# M&P 40c compact or Glock 27



## gator06 (Jul 31, 2007)

So I am new to the handgun world. I am trying to decide which I should purchase. I love the way the M&P feels in my hand but I cant deny the reputation that glock has for reliability. I have read on here as much as possible about pros and cons but I havent seen any threads specifically comparing these two models. So I would love to get input from people that own one or the other or even better both.


----------



## kansas_plainsman (May 9, 2006)

I've owned the 9mm versions of the two guns - the Glock 26 and the S&W M&P 9mm compact...

The 26 is a Glock - nothing more, nothing less. You either like the grip, or you don't. You don't get a vote. The trigger is a Glock trigger - somewhat spongy to my taste. Easy to buy, sell and get serviced - commonly found everywhere.

My personal experience was that it's a reliable accurate pistol.

The M&P is a S&W and in many ways is an evolutionary development of the Glock design. It also has replaceable grip panels allowing you to fit the grip to your hand. A newer product, but S&W is a widely available brand with a quality track record and good service.

My personal experience is that it's a reliable accurate pistol.

I traded the Glock for an HK. I happen to be carrying the M&P right now. It's not the only pistol in my carry rotation - but it gets carried regularly.


----------



## Captain (May 8, 2007)

I have a M&P .40 compact and I can say that it fits very well in my hand, also the grips back is nice to change out to get that almost perfect fit.

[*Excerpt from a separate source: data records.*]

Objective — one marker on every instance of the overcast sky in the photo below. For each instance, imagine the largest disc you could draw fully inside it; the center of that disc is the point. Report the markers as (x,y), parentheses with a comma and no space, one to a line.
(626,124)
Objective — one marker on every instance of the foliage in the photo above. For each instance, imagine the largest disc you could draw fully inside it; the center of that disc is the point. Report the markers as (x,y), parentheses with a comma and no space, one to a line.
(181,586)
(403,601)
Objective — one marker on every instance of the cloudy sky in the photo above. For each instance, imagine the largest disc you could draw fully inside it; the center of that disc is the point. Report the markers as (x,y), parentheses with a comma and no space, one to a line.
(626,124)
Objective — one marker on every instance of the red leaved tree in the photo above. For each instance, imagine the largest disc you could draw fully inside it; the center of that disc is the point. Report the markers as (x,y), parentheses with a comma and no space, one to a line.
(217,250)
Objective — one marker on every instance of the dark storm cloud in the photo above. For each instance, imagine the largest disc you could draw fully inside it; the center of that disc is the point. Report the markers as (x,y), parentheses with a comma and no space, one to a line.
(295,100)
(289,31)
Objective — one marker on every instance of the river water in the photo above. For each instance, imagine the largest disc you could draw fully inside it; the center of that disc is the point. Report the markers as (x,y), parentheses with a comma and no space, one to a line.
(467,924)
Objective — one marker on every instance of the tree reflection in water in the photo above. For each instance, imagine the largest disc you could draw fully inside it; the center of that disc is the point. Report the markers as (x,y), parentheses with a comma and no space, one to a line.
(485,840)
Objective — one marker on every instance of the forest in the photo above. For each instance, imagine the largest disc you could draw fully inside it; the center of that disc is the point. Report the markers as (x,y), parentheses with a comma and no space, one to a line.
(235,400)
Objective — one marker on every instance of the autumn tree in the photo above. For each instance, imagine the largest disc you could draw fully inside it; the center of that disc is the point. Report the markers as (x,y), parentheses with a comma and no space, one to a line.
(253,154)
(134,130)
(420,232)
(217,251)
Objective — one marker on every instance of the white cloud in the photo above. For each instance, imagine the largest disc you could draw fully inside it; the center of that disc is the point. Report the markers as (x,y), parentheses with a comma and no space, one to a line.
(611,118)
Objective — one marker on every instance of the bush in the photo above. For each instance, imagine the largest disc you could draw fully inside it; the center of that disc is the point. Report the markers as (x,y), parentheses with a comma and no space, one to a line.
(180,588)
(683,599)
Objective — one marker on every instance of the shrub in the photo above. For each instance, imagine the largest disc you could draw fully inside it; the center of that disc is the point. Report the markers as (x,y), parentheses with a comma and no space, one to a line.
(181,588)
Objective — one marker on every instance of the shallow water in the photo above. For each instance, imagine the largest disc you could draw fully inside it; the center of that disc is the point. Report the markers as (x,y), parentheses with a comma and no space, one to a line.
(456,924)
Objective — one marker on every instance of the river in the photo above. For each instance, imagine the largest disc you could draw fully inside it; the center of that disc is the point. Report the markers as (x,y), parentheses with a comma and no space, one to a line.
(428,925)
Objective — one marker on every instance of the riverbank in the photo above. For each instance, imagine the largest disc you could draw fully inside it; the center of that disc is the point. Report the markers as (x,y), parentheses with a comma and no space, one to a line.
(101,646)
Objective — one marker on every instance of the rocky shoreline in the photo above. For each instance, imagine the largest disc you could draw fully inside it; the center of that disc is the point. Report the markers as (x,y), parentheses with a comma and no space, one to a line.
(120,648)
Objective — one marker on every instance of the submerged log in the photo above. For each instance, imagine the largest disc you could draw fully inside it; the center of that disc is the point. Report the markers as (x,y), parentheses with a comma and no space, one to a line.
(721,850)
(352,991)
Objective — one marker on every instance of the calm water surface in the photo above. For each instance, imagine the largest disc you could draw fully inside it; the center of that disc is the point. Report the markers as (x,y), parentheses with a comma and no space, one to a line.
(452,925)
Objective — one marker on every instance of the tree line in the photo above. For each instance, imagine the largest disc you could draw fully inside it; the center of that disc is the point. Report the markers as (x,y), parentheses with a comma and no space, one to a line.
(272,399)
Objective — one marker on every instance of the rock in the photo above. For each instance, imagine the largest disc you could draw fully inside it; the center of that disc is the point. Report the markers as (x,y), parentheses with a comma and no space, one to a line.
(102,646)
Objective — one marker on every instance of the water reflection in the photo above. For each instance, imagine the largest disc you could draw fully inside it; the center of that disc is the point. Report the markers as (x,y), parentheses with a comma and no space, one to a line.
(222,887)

I dont like glocks so I really dont have any experience with there compact .40.


----------



## mkim1120 (Aug 2, 2007)

i am thinnking of trading in my m&p for a hk, but unsure as of yet
i love the pistol but wanting something w/ a safety to carry aroud
the m&p compact vs glock?
i'd prob carry the glock19 instead of the m&p


----------



## andersmg (Jul 24, 2007)

I have the glock 27 and I really like it, it fits well in my hand and I enjoy shooting it, I like the fact that it has built in safety instead of a specific safety switch. 

I have no epxerience with the S&W so I can give no input there.


----------